Second answer: display every second line from a file.
If you're after a mostly zsh solution, you could do something like the following:
$ jot 8 0 7 >> sample.txt # Generate some numbers.
$ count=0 # Storage variable
$ for i in `cat sample.txt`
do
if [ $(( $count % 2 )) -eq 0 ] ; then
echo $i
fi
count=`expr $count + 1`
done
This displays every second line.
Notes:
- This leaves a variable count in your session afterwards (it's not clean).
- This fails badly if sample.txt does not contain a single word per line.
- I'm almost sure that the modulus comparison I do isn't the most efficient: I grabbed it from here.
- I say it's mostly zsh because it does rely on cat, but I'm not sure how to avoid that.

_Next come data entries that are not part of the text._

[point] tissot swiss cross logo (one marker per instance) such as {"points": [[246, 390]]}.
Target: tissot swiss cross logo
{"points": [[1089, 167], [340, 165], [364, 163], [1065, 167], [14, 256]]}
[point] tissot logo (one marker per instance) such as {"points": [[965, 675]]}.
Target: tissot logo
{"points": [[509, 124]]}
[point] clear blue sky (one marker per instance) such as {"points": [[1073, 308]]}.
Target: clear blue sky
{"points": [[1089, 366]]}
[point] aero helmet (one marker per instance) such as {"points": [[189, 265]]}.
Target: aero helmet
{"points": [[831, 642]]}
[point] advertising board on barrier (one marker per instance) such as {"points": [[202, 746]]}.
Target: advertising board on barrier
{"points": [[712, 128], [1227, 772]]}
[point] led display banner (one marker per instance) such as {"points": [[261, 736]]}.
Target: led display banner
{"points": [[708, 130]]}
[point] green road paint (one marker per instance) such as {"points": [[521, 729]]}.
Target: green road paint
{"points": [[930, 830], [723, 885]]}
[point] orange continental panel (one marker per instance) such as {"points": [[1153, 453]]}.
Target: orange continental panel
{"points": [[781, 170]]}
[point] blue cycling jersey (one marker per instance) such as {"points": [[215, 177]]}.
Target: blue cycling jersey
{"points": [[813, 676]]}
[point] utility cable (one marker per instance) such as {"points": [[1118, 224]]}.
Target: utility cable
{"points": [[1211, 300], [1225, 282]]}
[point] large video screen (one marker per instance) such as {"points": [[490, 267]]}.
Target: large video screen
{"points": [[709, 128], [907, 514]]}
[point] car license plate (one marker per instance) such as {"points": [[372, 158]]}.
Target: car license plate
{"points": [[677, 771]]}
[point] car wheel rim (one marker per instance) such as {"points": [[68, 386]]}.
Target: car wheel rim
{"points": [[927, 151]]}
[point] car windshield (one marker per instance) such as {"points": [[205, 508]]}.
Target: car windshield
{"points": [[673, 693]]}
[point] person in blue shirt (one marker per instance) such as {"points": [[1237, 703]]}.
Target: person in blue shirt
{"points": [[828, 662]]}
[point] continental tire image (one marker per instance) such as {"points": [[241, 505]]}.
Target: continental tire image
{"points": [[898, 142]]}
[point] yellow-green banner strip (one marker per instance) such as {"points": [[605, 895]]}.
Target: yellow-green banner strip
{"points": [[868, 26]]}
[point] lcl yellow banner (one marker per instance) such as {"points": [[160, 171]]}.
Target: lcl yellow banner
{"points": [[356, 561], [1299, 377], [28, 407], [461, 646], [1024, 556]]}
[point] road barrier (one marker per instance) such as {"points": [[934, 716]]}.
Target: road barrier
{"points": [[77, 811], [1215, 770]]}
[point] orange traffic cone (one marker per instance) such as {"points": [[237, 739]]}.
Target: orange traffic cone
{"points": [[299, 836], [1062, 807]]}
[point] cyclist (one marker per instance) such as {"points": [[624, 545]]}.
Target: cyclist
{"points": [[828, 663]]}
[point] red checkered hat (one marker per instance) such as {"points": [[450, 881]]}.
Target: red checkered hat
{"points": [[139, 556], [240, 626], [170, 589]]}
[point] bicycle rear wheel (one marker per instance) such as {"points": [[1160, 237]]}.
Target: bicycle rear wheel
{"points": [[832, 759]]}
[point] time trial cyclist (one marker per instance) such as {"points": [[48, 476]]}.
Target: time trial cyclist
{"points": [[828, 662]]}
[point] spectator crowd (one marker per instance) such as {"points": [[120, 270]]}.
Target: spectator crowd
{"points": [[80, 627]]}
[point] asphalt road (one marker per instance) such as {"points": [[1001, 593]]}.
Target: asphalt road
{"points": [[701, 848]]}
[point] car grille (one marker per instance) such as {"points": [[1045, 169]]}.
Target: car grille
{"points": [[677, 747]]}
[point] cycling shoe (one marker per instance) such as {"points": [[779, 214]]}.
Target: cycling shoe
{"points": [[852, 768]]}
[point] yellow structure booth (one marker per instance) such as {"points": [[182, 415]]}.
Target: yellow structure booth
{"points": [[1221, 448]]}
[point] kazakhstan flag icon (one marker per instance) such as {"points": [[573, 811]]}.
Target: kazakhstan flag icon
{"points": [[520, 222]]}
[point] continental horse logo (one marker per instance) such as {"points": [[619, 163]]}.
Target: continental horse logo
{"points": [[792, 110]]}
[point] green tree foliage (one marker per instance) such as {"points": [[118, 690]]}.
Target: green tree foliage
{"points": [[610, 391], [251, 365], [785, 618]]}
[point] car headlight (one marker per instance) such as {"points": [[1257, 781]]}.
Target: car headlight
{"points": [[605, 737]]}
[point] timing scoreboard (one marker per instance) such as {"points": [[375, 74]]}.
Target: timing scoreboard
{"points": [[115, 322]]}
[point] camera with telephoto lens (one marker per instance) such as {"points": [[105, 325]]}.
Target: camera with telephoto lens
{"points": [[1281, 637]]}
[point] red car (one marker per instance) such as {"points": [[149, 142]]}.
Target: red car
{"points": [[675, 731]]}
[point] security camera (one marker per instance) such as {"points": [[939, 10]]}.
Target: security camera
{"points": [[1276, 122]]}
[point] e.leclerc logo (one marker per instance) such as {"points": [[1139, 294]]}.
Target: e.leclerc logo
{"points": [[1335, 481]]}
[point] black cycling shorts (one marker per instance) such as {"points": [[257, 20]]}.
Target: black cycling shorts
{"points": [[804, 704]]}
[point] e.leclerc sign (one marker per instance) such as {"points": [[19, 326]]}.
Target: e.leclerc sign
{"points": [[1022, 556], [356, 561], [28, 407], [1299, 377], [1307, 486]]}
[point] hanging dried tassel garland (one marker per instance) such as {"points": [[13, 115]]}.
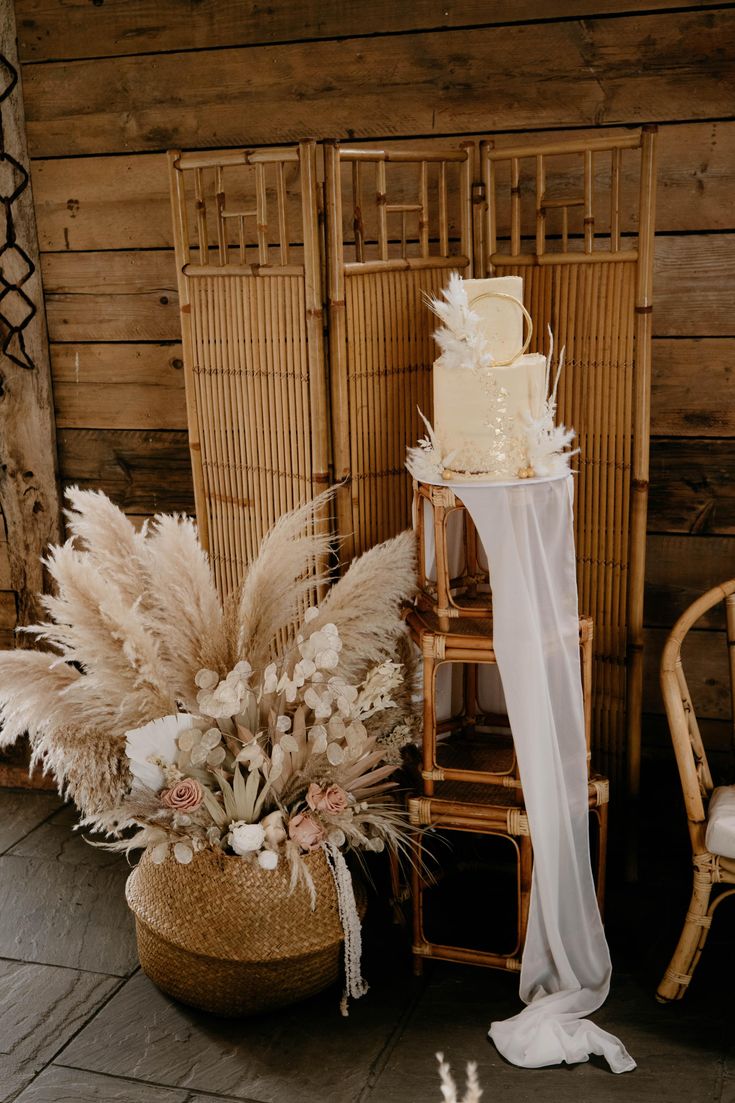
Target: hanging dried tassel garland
{"points": [[354, 984]]}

The OS X version of sed is frustrating. Using sed -n '0~2p' <filename> doesn't work because, in the BSD sed, -n does something different:
-n
By default, each line of input is echoed to the standard output after all of the commands have been applied to it. The -n option suppresses this behavior.
I'd highly recommend installing GNU sed, which can be done using Homebrew:
brew install gnu-sed
And then you can use:
gsed -n '0~2p' filename # Display the 2nd, 4th etc
gsed -n '1~2p' filename # Display the 1st, 3rd etc.